GOOD NEWS
Children's Mental Health Week.
2 years ago
This week is Children's Mental Health Week, and the theme is Growing Together. There are many ways to help young people find mindfulness at home through gardening that can be good for their mental wellbeing. Once you know how to look after a plant, it is sometimes easier to understand how to look after ourselves and why. So let's all put our hands in the soil and feel the earth's energy!
Explore your imagination! Whilst story-making in the garden may not technically be gardening, it will associate the outdoors with happy, creative time. Make fairy gardens, talk to the fairies, create a story, or imagine dragons or dinosaurs taking over your outdoor space or park!
Allowing space for children to explore and empty their minds creatively is hugely important for mindfulness.

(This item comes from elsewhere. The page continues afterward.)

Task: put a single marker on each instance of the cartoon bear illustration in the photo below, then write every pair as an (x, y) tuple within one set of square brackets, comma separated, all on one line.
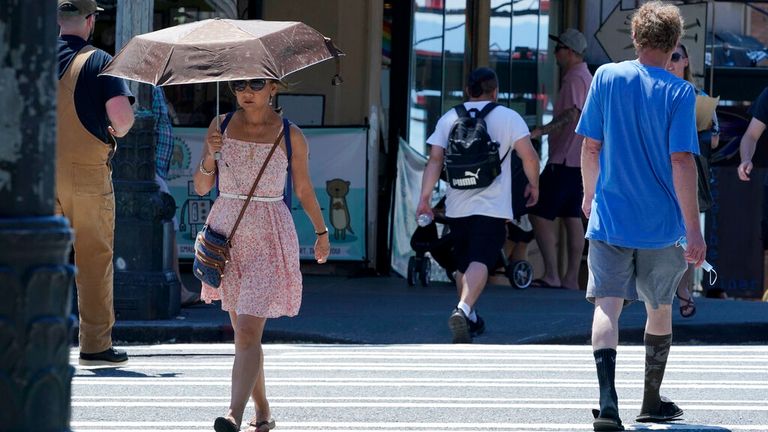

Using the colours in the garden to talk openly about confusing or upsetting feelings practically can help a child engage .
Allows them to have a great sense of control and ownership in your outside space by giving them their own place to grow. They can do anything they wish in this space, whether that's filling it with vegetables, flowers or building a bug hotel or mud pie kitchen.
Sensory play is fun and incredibly calming. Pick up wiggly worms, caterpillars and ladybirds and look at them through a magnifying glass. Having a direct connection to the soil, grass, plants and wildlife and feeling different textures and smells of the plants can be full of sensory benefits.
The colours, numbers, and names of different wildlife in the garden are peaceful places to teach and learn new things and nurture the world around you. It can build new unique skills and boost confidence, making us happier and calmer.